Nous avons passé notre dernière journée ensemble le 14 février. Je l’ai portée jusqu’à la voiture pour aller voir un bel étang que nous aimions beaucoup.

Le lendemain, elle a dû être conduite en hélicoptère au CHU de Nancy où elle a fini ses jours.

« Je veux leur faire savoir qu’on n’a pas le droit de tuer des gens »

Pourquoi as-tu décidé d’engager une action judiciaire en faute inexcusable de l’employeur ?

Ma femme a vécu quelque chose de terrible. On lui a enlevé sa santé. On lui a enlevé 30 ans d’espérance de vie.

Dès le début, j’ai compris que rien ne pouvait nous arriver de pire. Ce fut un déchirement, pour elle comme pour moi. Nous avions passé 33 ans ensemble, sans le regretter une seule journée. Et tout cela allait se briser.

Le patron lui avait dit :
« Vous ne vous rendez pas compte de la chance
que vous avez de travailler ici. »

Ce combat judiciaire, c’est tout ce qui me reste.

Je veux faire savoir qu’on n’a pas le droit de tuer des gens comme cela.

Je veux les faire payer au maximum. Je veux que dans toute la région, on sache qu’en France en 2017 il y encore des employeurs qui se conduisent comme cela.

Ce n’est pas une question d’argent ; je demande simplement qu’on nous rende justice.

Je demande aussi que les entreprises cessent d’avoir des comportements choquants et inhumains.

Chantal m’a raconté son dernier entretien avec le PDG. Il lui a dit : « Vous ne vous rendez pas compte de la chance que vous avez de travailler à la SEMA ». 6 mois plus tard, son travail lui apportait un cancer !

La direction n’a pas assisté à ses obsèques et n’a même pas envoyé de condoléances.
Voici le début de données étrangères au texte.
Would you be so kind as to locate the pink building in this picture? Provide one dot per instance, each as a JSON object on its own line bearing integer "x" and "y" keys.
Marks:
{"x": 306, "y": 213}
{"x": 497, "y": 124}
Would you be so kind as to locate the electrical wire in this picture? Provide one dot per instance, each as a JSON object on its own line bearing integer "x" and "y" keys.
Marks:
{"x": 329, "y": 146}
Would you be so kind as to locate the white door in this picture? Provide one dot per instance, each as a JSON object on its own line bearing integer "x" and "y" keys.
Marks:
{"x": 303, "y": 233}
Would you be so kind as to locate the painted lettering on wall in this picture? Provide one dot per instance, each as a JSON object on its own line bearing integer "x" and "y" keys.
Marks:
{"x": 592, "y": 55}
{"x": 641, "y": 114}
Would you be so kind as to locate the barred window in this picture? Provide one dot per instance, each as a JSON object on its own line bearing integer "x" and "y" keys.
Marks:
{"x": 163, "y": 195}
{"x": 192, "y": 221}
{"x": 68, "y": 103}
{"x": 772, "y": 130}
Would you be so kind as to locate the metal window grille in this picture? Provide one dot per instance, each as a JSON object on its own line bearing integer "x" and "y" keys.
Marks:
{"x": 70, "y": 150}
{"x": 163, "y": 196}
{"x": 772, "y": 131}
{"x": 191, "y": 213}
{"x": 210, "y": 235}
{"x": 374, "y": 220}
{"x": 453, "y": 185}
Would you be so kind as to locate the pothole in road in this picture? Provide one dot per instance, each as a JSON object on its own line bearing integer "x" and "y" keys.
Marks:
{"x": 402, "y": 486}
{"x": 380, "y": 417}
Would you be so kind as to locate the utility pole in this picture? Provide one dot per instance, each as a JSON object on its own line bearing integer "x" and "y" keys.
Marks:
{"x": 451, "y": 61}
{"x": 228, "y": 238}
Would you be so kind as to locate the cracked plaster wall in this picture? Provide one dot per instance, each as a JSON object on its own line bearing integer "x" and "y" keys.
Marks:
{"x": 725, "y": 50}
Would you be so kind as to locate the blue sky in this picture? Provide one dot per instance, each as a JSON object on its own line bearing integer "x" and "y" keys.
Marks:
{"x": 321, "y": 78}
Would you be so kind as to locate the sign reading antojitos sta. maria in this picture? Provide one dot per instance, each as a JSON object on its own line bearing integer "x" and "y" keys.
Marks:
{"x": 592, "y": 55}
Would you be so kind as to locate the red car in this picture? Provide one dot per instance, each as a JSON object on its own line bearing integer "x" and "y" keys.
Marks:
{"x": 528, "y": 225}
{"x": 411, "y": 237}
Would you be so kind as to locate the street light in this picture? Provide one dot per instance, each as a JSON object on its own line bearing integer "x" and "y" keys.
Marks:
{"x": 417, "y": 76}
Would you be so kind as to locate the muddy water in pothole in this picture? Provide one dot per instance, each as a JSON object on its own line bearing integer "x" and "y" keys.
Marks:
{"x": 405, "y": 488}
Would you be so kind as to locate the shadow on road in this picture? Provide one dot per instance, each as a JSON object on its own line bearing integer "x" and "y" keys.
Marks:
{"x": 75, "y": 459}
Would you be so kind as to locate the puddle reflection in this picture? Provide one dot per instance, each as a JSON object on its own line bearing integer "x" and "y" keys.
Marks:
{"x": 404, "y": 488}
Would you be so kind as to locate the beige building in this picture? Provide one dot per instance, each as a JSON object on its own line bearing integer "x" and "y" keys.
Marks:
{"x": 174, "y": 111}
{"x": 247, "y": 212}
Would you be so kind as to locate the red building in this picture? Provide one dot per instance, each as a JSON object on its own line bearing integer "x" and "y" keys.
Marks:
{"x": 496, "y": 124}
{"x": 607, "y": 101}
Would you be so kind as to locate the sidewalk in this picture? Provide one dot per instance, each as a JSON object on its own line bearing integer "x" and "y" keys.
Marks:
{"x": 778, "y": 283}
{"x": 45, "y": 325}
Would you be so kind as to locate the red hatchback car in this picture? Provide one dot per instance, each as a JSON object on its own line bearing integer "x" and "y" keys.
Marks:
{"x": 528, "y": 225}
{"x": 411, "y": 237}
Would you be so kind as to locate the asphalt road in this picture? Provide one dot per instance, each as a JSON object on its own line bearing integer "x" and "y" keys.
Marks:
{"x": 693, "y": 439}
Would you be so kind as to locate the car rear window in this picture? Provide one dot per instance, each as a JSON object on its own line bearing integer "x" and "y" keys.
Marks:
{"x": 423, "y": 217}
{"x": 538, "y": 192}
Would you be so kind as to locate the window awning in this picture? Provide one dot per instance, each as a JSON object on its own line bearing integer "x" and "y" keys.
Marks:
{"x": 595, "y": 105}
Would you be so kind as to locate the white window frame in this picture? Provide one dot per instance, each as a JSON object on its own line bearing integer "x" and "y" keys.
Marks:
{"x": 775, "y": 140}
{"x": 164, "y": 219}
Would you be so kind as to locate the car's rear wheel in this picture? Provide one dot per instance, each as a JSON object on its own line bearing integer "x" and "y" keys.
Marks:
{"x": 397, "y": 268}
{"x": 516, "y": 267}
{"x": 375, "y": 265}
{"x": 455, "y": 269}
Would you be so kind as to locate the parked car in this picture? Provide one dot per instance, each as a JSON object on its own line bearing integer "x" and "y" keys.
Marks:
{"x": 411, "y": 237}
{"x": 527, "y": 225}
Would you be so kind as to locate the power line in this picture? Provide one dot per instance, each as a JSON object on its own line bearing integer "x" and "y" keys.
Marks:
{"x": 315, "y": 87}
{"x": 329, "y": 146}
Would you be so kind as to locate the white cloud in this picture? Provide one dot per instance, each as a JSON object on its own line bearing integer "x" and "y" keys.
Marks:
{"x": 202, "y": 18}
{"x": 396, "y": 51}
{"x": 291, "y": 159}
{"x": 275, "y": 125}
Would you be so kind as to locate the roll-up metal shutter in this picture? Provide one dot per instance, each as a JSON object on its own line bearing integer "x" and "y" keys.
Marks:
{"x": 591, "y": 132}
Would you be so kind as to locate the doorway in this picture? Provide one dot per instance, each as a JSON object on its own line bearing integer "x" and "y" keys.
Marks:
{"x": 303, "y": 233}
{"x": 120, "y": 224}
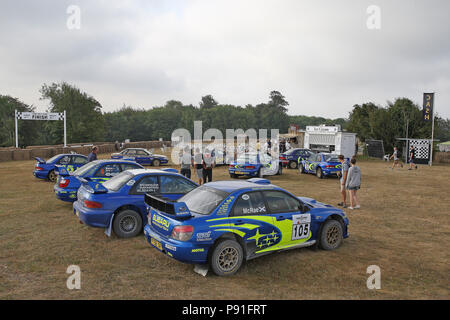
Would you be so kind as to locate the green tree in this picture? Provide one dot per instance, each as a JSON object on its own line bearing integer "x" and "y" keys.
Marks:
{"x": 85, "y": 122}
{"x": 29, "y": 131}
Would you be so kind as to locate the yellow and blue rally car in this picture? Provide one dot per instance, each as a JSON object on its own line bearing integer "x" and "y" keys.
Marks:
{"x": 224, "y": 223}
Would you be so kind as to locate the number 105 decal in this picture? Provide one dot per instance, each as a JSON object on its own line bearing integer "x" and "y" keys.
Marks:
{"x": 300, "y": 226}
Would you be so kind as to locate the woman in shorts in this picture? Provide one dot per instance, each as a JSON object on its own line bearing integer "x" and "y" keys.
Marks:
{"x": 353, "y": 184}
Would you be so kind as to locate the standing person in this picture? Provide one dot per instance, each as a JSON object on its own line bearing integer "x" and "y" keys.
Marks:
{"x": 198, "y": 165}
{"x": 186, "y": 162}
{"x": 412, "y": 157}
{"x": 93, "y": 155}
{"x": 208, "y": 164}
{"x": 353, "y": 184}
{"x": 396, "y": 159}
{"x": 343, "y": 180}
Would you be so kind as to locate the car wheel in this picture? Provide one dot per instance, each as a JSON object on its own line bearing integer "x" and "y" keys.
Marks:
{"x": 227, "y": 258}
{"x": 319, "y": 173}
{"x": 127, "y": 224}
{"x": 301, "y": 169}
{"x": 52, "y": 176}
{"x": 260, "y": 174}
{"x": 331, "y": 235}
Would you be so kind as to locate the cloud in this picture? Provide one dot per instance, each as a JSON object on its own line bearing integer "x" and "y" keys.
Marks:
{"x": 319, "y": 54}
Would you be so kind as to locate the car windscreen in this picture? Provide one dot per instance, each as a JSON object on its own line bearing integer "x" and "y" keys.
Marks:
{"x": 87, "y": 169}
{"x": 331, "y": 158}
{"x": 53, "y": 158}
{"x": 203, "y": 200}
{"x": 116, "y": 182}
{"x": 247, "y": 158}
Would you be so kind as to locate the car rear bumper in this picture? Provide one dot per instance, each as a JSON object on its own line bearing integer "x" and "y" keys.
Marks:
{"x": 243, "y": 172}
{"x": 40, "y": 174}
{"x": 184, "y": 251}
{"x": 65, "y": 194}
{"x": 96, "y": 218}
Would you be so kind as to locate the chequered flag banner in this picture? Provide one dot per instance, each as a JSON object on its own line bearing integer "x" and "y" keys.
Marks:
{"x": 40, "y": 115}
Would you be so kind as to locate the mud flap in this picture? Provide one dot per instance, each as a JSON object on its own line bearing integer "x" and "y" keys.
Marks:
{"x": 108, "y": 230}
{"x": 201, "y": 269}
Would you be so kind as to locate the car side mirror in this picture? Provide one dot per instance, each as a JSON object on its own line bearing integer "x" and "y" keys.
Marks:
{"x": 303, "y": 208}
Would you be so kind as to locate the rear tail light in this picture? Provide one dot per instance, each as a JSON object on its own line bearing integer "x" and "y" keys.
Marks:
{"x": 63, "y": 183}
{"x": 182, "y": 233}
{"x": 92, "y": 204}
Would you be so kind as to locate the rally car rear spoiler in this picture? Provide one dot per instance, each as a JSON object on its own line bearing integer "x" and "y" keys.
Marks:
{"x": 40, "y": 160}
{"x": 62, "y": 171}
{"x": 177, "y": 209}
{"x": 92, "y": 186}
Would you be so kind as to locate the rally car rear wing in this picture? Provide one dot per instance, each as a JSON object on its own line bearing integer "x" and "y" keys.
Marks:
{"x": 40, "y": 160}
{"x": 177, "y": 209}
{"x": 92, "y": 186}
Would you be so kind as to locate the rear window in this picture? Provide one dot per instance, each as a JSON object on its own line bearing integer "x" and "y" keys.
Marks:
{"x": 117, "y": 182}
{"x": 331, "y": 158}
{"x": 86, "y": 170}
{"x": 203, "y": 200}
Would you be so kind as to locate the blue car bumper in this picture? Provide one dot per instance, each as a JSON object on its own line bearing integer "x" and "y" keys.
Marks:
{"x": 65, "y": 194}
{"x": 183, "y": 251}
{"x": 331, "y": 172}
{"x": 96, "y": 218}
{"x": 243, "y": 172}
{"x": 41, "y": 174}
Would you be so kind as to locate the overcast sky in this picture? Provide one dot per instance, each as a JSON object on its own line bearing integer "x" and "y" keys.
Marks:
{"x": 319, "y": 54}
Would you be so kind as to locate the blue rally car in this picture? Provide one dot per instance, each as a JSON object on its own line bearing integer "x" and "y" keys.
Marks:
{"x": 226, "y": 222}
{"x": 321, "y": 164}
{"x": 292, "y": 157}
{"x": 47, "y": 169}
{"x": 118, "y": 204}
{"x": 100, "y": 171}
{"x": 141, "y": 156}
{"x": 254, "y": 164}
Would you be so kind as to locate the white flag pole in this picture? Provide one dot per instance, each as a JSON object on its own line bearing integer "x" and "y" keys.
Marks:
{"x": 432, "y": 128}
{"x": 17, "y": 137}
{"x": 65, "y": 138}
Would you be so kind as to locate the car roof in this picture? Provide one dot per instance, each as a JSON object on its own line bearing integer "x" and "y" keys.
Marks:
{"x": 231, "y": 186}
{"x": 135, "y": 172}
{"x": 101, "y": 161}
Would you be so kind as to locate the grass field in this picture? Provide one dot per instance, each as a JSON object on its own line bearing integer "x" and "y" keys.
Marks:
{"x": 403, "y": 227}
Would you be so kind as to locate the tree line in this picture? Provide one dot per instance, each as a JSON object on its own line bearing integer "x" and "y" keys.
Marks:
{"x": 87, "y": 123}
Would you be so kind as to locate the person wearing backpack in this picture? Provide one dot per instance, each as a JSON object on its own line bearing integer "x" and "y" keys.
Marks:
{"x": 353, "y": 184}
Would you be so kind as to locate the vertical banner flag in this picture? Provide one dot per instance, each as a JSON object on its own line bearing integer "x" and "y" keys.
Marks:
{"x": 428, "y": 101}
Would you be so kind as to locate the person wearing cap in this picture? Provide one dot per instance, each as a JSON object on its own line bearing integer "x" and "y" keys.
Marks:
{"x": 93, "y": 155}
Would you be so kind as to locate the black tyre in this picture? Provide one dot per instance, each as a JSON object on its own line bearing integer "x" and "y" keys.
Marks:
{"x": 280, "y": 170}
{"x": 260, "y": 174}
{"x": 52, "y": 176}
{"x": 226, "y": 258}
{"x": 127, "y": 224}
{"x": 331, "y": 236}
{"x": 293, "y": 165}
{"x": 301, "y": 168}
{"x": 319, "y": 173}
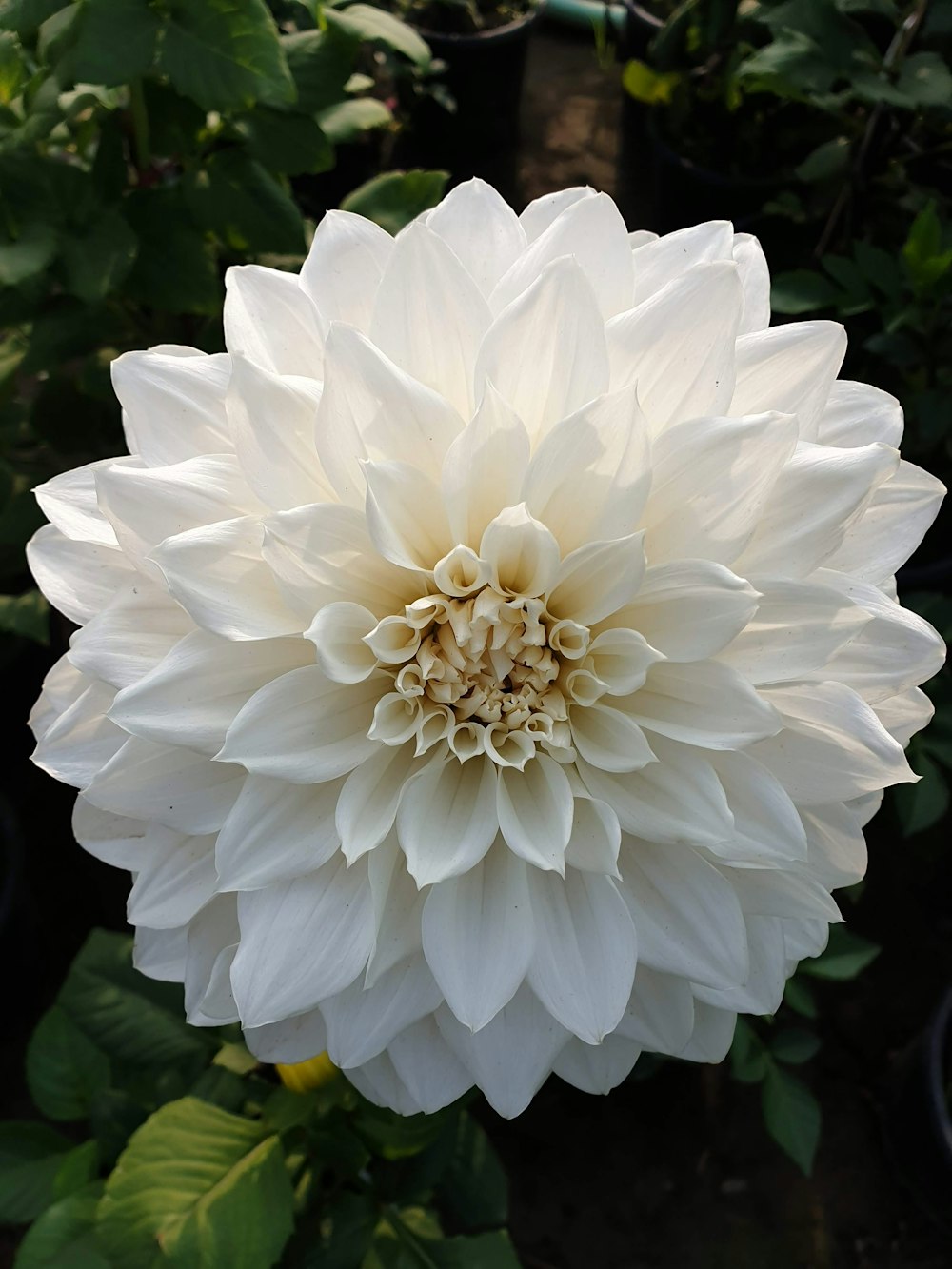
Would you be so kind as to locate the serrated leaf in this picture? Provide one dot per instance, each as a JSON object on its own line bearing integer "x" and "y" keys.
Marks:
{"x": 27, "y": 255}
{"x": 845, "y": 956}
{"x": 114, "y": 42}
{"x": 26, "y": 614}
{"x": 64, "y": 1237}
{"x": 396, "y": 197}
{"x": 224, "y": 54}
{"x": 98, "y": 260}
{"x": 244, "y": 206}
{"x": 36, "y": 1169}
{"x": 792, "y": 1117}
{"x": 65, "y": 1070}
{"x": 131, "y": 1018}
{"x": 231, "y": 1208}
{"x": 379, "y": 26}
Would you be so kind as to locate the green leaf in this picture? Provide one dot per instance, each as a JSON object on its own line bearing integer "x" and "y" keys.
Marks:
{"x": 131, "y": 1018}
{"x": 64, "y": 1237}
{"x": 174, "y": 269}
{"x": 26, "y": 15}
{"x": 475, "y": 1185}
{"x": 649, "y": 85}
{"x": 26, "y": 614}
{"x": 286, "y": 142}
{"x": 65, "y": 1070}
{"x": 802, "y": 290}
{"x": 27, "y": 255}
{"x": 320, "y": 65}
{"x": 230, "y": 1208}
{"x": 244, "y": 206}
{"x": 347, "y": 121}
{"x": 116, "y": 42}
{"x": 37, "y": 1165}
{"x": 225, "y": 54}
{"x": 845, "y": 956}
{"x": 826, "y": 161}
{"x": 923, "y": 804}
{"x": 792, "y": 1116}
{"x": 795, "y": 1044}
{"x": 381, "y": 27}
{"x": 396, "y": 197}
{"x": 98, "y": 260}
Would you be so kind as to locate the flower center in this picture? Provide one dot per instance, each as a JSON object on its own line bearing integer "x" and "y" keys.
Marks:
{"x": 483, "y": 670}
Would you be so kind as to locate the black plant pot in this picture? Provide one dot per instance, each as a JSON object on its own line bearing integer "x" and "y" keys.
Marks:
{"x": 486, "y": 73}
{"x": 918, "y": 1120}
{"x": 642, "y": 26}
{"x": 684, "y": 191}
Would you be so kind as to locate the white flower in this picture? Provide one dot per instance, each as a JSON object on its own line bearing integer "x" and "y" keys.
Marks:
{"x": 486, "y": 666}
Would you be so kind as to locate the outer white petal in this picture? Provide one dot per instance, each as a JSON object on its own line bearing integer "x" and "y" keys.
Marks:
{"x": 712, "y": 481}
{"x": 677, "y": 799}
{"x": 483, "y": 229}
{"x": 598, "y": 579}
{"x": 192, "y": 697}
{"x": 484, "y": 467}
{"x": 893, "y": 525}
{"x": 301, "y": 942}
{"x": 479, "y": 937}
{"x": 175, "y": 879}
{"x": 78, "y": 578}
{"x": 593, "y": 232}
{"x": 447, "y": 818}
{"x": 69, "y": 502}
{"x": 177, "y": 787}
{"x": 798, "y": 627}
{"x": 672, "y": 255}
{"x": 512, "y": 1056}
{"x": 220, "y": 579}
{"x": 818, "y": 496}
{"x": 701, "y": 704}
{"x": 678, "y": 346}
{"x": 304, "y": 727}
{"x": 372, "y": 408}
{"x": 546, "y": 350}
{"x": 661, "y": 1014}
{"x": 276, "y": 831}
{"x": 536, "y": 812}
{"x": 597, "y": 1067}
{"x": 269, "y": 317}
{"x": 429, "y": 316}
{"x": 583, "y": 967}
{"x": 833, "y": 745}
{"x": 129, "y": 636}
{"x": 788, "y": 368}
{"x": 685, "y": 914}
{"x": 291, "y": 1040}
{"x": 82, "y": 740}
{"x": 689, "y": 609}
{"x": 364, "y": 1021}
{"x": 173, "y": 404}
{"x": 590, "y": 476}
{"x": 345, "y": 266}
{"x": 859, "y": 414}
{"x": 272, "y": 423}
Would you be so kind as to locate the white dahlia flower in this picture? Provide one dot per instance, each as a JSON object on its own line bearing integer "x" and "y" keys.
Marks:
{"x": 487, "y": 665}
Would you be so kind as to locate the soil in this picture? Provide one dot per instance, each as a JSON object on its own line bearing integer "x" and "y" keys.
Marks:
{"x": 676, "y": 1170}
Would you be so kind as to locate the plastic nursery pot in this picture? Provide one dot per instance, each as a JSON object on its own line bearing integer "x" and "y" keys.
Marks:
{"x": 920, "y": 1117}
{"x": 486, "y": 73}
{"x": 687, "y": 193}
{"x": 642, "y": 26}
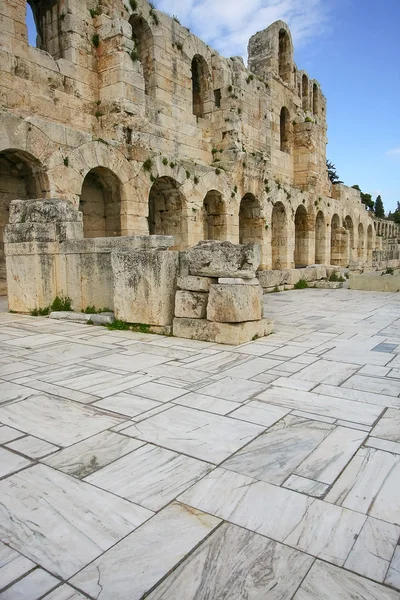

Le jour même du décès, elle a rédigé un certificat de travail, qui est arrivé à la maison peu après. Il rappelait qu’elle avait travaillé comme mécanicienne en confection du 3 octobre 1977 au 9 mars 2017 [date de son décès] et se terminait par ces mots : « Madame Chantal Masson nous quitte ce jour, libre de tout engagement. »

Est-ce ainsi qu’on traite une salariée qui a 39 ans et 5 mois de maison dans une entreprise de 21 personnes où tout le monde se connaît ?

Imaginez ce que j’ai pu ressentir en lisant cette lettre.

Je ne leur souhaite pas d’être un jour à ma place.